Study: NYIT lacrosse players had cognitive effects
OLD WESTBURY, New York (FOX5NY.COM) - We're all aware of the dangers of concussions on the football field and their link to CTE. But what about the repeated head trauma that doesn't result in a concussion? Athletes should be concerned about those hits as well, according to a new study on lacrosse players at New York Institute of Technology in Old Westbury.
"With these sub-concussive hits, you're not going to see big differences right away," Dr. Hallie Zwibel said. "The problem with these is that over the course of years and years and years, they can result in some long-term damage to the brain."
Last spring, researchers monitored 10 lacrosse players who wore mouth guards with sensors in them to detect the impact of hits on brain behavior during their 18-game season. Researchers found that sub-concussive hits led to significant decreases to the players' memory and reaction time.
"Those milliseconds make a big difference in gameplay," Dr. Zwibel said. "But more importantly would be in the classroom. We want our student-athletes at 100 percent all the time."
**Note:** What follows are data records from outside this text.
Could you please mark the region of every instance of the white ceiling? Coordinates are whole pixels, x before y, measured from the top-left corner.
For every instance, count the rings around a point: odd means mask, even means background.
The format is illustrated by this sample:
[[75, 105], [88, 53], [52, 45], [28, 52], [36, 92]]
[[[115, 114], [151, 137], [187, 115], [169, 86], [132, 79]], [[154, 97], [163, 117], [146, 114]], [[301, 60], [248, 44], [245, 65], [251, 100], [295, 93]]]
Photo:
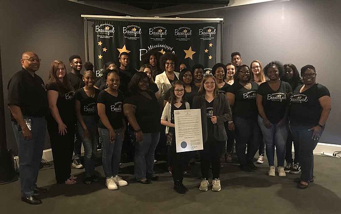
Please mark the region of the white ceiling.
[[[229, 5], [227, 6], [225, 4], [183, 4], [151, 10], [145, 10], [125, 4], [110, 1], [67, 1], [115, 11], [132, 16], [164, 17], [176, 16], [186, 13], [191, 13], [226, 7], [240, 6], [265, 2], [290, 0], [230, 0]], [[169, 1], [169, 2], [172, 3], [172, 1]]]

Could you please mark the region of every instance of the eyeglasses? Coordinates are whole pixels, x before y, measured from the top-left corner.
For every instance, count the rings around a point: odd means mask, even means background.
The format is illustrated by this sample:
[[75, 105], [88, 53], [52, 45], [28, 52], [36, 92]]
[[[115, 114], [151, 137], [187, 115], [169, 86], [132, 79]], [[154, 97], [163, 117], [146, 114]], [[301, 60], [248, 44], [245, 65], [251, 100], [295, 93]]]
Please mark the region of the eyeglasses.
[[41, 59], [38, 59], [38, 60], [36, 59], [21, 59], [22, 60], [28, 60], [29, 62], [41, 62]]
[[250, 71], [240, 71], [239, 73], [242, 73], [243, 74], [249, 74]]
[[303, 76], [305, 77], [314, 77], [315, 75], [316, 75], [316, 73], [305, 73], [303, 74]]
[[166, 62], [166, 65], [168, 66], [168, 65], [175, 65], [175, 63], [172, 62], [172, 63], [169, 63], [169, 62]]
[[140, 80], [138, 82], [138, 83], [141, 83], [141, 84], [148, 84], [148, 83], [149, 83], [149, 81], [142, 79], [142, 80]]
[[212, 81], [212, 82], [205, 82], [205, 83], [204, 83], [204, 84], [205, 85], [210, 85], [210, 84], [211, 84], [211, 85], [214, 85], [214, 84], [215, 84], [215, 82], [214, 82], [214, 81]]

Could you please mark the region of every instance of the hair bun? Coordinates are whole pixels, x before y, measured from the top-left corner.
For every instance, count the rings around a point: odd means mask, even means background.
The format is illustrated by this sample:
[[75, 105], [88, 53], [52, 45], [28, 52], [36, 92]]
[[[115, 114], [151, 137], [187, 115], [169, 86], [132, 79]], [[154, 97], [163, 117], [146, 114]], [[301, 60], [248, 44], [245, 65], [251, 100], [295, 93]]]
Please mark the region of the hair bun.
[[94, 71], [94, 65], [91, 62], [86, 62], [84, 63], [84, 67], [87, 71]]

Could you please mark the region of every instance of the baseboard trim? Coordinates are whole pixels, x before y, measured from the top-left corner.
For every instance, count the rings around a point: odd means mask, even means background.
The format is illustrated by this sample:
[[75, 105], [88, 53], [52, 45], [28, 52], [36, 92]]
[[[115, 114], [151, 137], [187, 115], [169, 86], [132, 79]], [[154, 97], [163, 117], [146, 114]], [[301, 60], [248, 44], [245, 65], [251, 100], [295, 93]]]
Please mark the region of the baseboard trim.
[[[293, 147], [293, 149], [294, 147]], [[332, 156], [333, 153], [336, 151], [341, 151], [341, 145], [331, 144], [324, 143], [319, 143], [317, 144], [316, 148], [314, 150], [314, 154], [325, 155]], [[82, 145], [81, 153], [83, 154], [84, 149]], [[43, 156], [42, 157], [48, 162], [53, 160], [52, 156], [52, 150], [51, 149], [45, 149], [43, 151]], [[15, 163], [17, 164], [17, 169], [19, 169], [19, 157], [17, 156], [14, 157]]]

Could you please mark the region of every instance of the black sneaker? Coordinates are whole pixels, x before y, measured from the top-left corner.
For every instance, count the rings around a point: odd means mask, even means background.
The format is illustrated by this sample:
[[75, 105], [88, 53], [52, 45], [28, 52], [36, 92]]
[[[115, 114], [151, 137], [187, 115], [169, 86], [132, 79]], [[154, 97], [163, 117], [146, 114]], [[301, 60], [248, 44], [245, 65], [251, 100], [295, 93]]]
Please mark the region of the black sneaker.
[[[299, 183], [301, 182], [301, 178], [296, 178], [294, 179], [294, 182], [295, 183]], [[309, 181], [309, 183], [314, 183], [314, 179]]]
[[184, 184], [181, 183], [175, 183], [174, 189], [174, 190], [177, 192], [177, 193], [180, 194], [184, 194], [188, 191], [187, 188], [185, 186]]
[[240, 169], [244, 172], [249, 172], [252, 171], [252, 169], [251, 169], [247, 164], [241, 164], [240, 167]]
[[92, 177], [87, 177], [84, 179], [84, 183], [86, 184], [90, 184], [92, 182]]
[[300, 172], [301, 172], [301, 166], [300, 166], [300, 164], [296, 163], [294, 164], [293, 168], [290, 170], [290, 173], [298, 174]]
[[286, 173], [289, 173], [292, 169], [293, 169], [292, 164], [291, 163], [289, 163], [287, 164], [287, 165], [284, 168], [284, 171], [286, 172]]
[[255, 170], [257, 169], [257, 167], [254, 166], [254, 164], [253, 164], [253, 162], [249, 162], [247, 164], [247, 166], [248, 166], [250, 169], [251, 169], [252, 170]]
[[93, 182], [97, 182], [99, 180], [99, 178], [96, 175], [94, 175], [91, 176], [91, 179]]

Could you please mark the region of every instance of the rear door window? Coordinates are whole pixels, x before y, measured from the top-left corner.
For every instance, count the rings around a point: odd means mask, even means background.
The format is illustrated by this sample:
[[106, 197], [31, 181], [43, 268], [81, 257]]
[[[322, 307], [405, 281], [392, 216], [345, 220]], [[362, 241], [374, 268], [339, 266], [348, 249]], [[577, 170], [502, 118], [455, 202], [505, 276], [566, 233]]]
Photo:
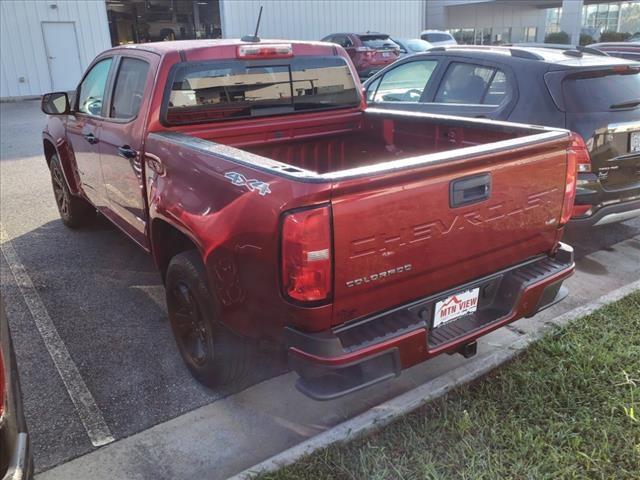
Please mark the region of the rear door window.
[[132, 119], [138, 115], [144, 95], [149, 64], [137, 58], [123, 58], [118, 68], [111, 103], [112, 118]]
[[506, 86], [504, 72], [495, 68], [471, 63], [452, 63], [440, 83], [434, 101], [463, 105], [499, 105], [506, 97]]
[[229, 61], [179, 64], [165, 99], [173, 125], [353, 107], [360, 96], [340, 57], [290, 63]]
[[[367, 92], [367, 100], [380, 102], [418, 102], [422, 97], [437, 60], [418, 60], [404, 63], [384, 74]], [[372, 92], [377, 86], [375, 93]]]
[[[610, 70], [571, 76], [562, 82], [562, 94], [569, 113], [634, 108], [634, 101], [640, 101], [640, 70]], [[627, 104], [628, 107], [625, 106]]]

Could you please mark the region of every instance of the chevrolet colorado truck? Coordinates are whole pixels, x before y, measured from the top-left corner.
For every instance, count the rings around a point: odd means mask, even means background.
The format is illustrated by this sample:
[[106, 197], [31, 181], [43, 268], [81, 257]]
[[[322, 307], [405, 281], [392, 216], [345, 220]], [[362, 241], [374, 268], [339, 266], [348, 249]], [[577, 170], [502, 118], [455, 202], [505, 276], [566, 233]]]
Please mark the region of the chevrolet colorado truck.
[[153, 256], [208, 386], [266, 339], [334, 398], [567, 294], [570, 132], [366, 108], [340, 46], [121, 46], [42, 108], [62, 221], [97, 210]]

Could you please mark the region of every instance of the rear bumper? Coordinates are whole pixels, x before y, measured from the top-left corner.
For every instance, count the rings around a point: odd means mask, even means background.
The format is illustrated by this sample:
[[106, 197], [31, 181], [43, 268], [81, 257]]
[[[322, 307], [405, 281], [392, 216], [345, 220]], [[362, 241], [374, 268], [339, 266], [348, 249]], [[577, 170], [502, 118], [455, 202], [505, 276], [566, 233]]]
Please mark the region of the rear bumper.
[[[573, 249], [538, 257], [392, 311], [320, 333], [285, 329], [296, 387], [330, 400], [400, 375], [441, 353], [460, 351], [477, 338], [561, 301], [573, 274]], [[475, 313], [431, 329], [435, 304], [456, 292], [480, 289]]]

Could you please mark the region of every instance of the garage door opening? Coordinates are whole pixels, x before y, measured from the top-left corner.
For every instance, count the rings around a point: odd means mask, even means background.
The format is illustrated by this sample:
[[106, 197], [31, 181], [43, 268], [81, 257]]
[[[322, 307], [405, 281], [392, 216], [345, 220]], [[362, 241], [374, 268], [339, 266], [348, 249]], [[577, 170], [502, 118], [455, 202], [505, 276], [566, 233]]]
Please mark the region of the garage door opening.
[[107, 0], [111, 44], [221, 38], [219, 0]]

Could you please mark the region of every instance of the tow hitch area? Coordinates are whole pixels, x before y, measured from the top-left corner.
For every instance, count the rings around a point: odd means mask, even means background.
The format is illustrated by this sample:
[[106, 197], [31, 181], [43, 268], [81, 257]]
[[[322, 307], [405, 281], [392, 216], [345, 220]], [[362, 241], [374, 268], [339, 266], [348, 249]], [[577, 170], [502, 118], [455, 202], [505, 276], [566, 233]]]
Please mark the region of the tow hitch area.
[[478, 353], [478, 342], [464, 344], [462, 347], [460, 347], [458, 353], [464, 358], [471, 358], [475, 356], [475, 354]]

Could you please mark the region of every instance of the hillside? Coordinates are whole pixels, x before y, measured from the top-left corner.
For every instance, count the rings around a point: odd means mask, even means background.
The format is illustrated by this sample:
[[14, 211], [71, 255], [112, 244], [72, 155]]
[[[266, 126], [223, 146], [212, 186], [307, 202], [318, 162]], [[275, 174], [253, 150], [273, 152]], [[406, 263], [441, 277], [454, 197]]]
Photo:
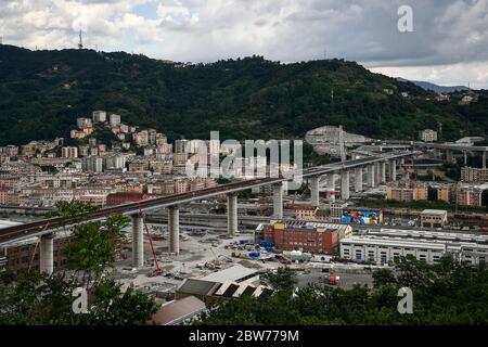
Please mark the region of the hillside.
[[67, 137], [92, 110], [170, 139], [208, 138], [210, 130], [221, 139], [297, 138], [339, 124], [367, 137], [414, 139], [438, 121], [446, 140], [488, 132], [486, 94], [471, 106], [427, 101], [433, 94], [413, 83], [342, 60], [182, 66], [121, 52], [0, 46], [0, 145]]
[[422, 89], [429, 90], [429, 91], [435, 91], [436, 93], [453, 93], [453, 92], [457, 92], [457, 91], [470, 90], [470, 88], [464, 87], [464, 86], [449, 86], [449, 87], [445, 87], [445, 86], [438, 86], [438, 85], [431, 83], [431, 82], [423, 81], [423, 80], [408, 80], [408, 79], [404, 79], [404, 78], [401, 78], [401, 77], [397, 77], [397, 79], [399, 81], [402, 81], [402, 82], [409, 82], [410, 81], [410, 82], [414, 83], [415, 86], [421, 87]]

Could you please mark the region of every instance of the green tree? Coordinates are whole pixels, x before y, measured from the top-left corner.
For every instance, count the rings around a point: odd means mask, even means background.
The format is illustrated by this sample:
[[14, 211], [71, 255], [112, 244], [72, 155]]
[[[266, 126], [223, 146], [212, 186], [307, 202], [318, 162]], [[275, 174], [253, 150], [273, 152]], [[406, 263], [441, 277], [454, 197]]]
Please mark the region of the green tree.
[[[78, 203], [59, 205], [59, 216], [74, 216], [78, 223], [66, 246], [68, 271], [47, 275], [34, 271], [14, 279], [2, 273], [0, 281], [0, 325], [3, 324], [145, 324], [155, 313], [154, 298], [124, 290], [112, 278], [127, 218], [113, 215], [105, 221], [87, 222], [84, 215], [92, 210]], [[88, 312], [76, 314], [75, 288], [88, 292]]]

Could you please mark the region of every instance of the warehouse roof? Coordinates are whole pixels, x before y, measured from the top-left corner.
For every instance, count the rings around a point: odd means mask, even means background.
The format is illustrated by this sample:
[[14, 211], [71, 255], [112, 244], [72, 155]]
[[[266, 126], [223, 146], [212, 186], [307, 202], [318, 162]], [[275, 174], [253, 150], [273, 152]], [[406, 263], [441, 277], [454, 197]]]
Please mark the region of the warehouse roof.
[[230, 267], [226, 270], [210, 273], [204, 278], [201, 278], [200, 280], [218, 282], [218, 283], [224, 283], [227, 281], [234, 281], [234, 282], [239, 283], [239, 282], [245, 281], [248, 278], [256, 275], [257, 272], [258, 271], [256, 269], [249, 269], [249, 268], [243, 267], [242, 265], [236, 264], [233, 267]]

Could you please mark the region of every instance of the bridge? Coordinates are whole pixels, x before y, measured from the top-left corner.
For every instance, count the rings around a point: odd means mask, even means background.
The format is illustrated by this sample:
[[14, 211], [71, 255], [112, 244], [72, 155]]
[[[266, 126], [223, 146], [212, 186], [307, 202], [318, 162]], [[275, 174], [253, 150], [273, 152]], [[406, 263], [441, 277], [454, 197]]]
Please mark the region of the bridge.
[[453, 160], [452, 152], [461, 152], [464, 155], [464, 165], [467, 165], [467, 152], [478, 152], [481, 154], [483, 168], [487, 167], [487, 154], [488, 146], [484, 145], [472, 145], [465, 143], [434, 143], [434, 142], [422, 142], [422, 141], [402, 141], [402, 140], [388, 140], [386, 141], [390, 146], [399, 145], [403, 149], [419, 149], [419, 150], [438, 150], [446, 151], [446, 159], [448, 162]]
[[[361, 192], [364, 189], [363, 177], [365, 171], [367, 187], [375, 188], [378, 183], [386, 183], [397, 179], [397, 165], [404, 158], [416, 155], [419, 152], [403, 152], [387, 154], [383, 156], [372, 156], [355, 160], [333, 163], [324, 166], [304, 169], [294, 172], [295, 177], [307, 179], [311, 192], [311, 205], [319, 206], [319, 183], [323, 176], [326, 176], [328, 190], [335, 190], [336, 177], [341, 176], [341, 197], [348, 200], [350, 194], [350, 177], [354, 176], [354, 189]], [[388, 175], [387, 175], [388, 167]], [[337, 175], [338, 174], [338, 175]], [[103, 220], [111, 215], [121, 214], [132, 218], [132, 265], [136, 268], [143, 266], [143, 218], [142, 214], [156, 209], [168, 209], [169, 230], [169, 252], [178, 254], [179, 247], [179, 205], [194, 201], [201, 201], [217, 195], [227, 195], [227, 220], [229, 235], [235, 235], [237, 231], [237, 193], [253, 188], [272, 185], [273, 190], [273, 218], [283, 218], [283, 185], [291, 178], [257, 178], [245, 181], [222, 184], [215, 188], [203, 189], [193, 192], [174, 194], [163, 197], [150, 198], [137, 203], [128, 203], [114, 207], [106, 207], [100, 210], [78, 216], [75, 221], [68, 217], [56, 217], [25, 223], [21, 226], [0, 229], [0, 246], [10, 243], [40, 237], [40, 270], [42, 272], [53, 272], [53, 233], [64, 228], [70, 228], [79, 223], [79, 220], [95, 221]]]

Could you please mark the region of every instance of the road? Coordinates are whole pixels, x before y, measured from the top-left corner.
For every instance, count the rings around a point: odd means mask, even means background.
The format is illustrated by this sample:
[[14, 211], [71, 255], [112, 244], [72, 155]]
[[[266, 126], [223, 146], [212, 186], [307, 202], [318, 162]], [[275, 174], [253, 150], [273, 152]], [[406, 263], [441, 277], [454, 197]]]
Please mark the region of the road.
[[[301, 178], [317, 177], [330, 172], [341, 171], [344, 169], [352, 169], [356, 167], [361, 167], [374, 163], [399, 159], [414, 154], [418, 153], [408, 152], [401, 154], [390, 154], [385, 156], [367, 157], [356, 160], [348, 160], [344, 163], [333, 163], [324, 166], [304, 169], [301, 172], [296, 172], [296, 175], [297, 177]], [[233, 182], [229, 184], [222, 184], [215, 188], [207, 188], [193, 192], [185, 192], [181, 194], [174, 194], [163, 197], [145, 200], [138, 203], [128, 203], [114, 207], [106, 207], [94, 213], [81, 215], [79, 216], [78, 220], [80, 218], [82, 218], [84, 220], [101, 220], [114, 214], [137, 215], [138, 213], [147, 213], [159, 208], [177, 206], [180, 204], [188, 204], [198, 200], [210, 198], [213, 196], [220, 194], [239, 193], [242, 191], [249, 190], [252, 188], [277, 184], [288, 180], [291, 180], [291, 178], [280, 177], [280, 178], [258, 178], [246, 181]], [[74, 223], [76, 222], [69, 217], [56, 217], [22, 226], [4, 228], [0, 230], [0, 245], [9, 244], [31, 236], [39, 236], [42, 234], [47, 234], [60, 229], [61, 224], [72, 226]]]

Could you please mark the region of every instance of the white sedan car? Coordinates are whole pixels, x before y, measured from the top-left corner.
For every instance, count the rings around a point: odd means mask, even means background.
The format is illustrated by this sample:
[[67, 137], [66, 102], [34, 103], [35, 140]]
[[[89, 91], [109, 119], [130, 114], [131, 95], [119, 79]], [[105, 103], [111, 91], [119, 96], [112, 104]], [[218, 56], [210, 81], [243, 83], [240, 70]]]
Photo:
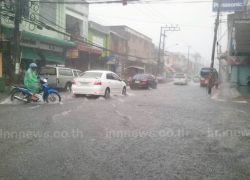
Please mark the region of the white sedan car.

"Definitely surprising, a little eye-opening seeing how many hits you actually take, whether it's big or small hits," sophomore midfielder Brian Hoerter said. "The little stuff that normally wouldn't affect you, you see come up on the results and it's a little eye-opener."
Returning to baseline memory function is possible. But it requires rest and avoiding the hits, which can be a tough task for athletes in contact sports.
"Seeing how many hits you take, you start to not shy away from them," Hoerter said. "But if you can avoid them, obviously avoid them."
A big part of keeping athletes safe is simply communication.
"There's always that stigma—you don't want to speak up, you don't want to lose your spot out on the field," NYIT Athletic Director Dan Vélez said. "The reality of it is in today's day and age, that's the old way of doing things. We've got to think longer than just today."
The university plans to apply this research to their other sports programs and continue to improve preventive measures to keep athletes safer.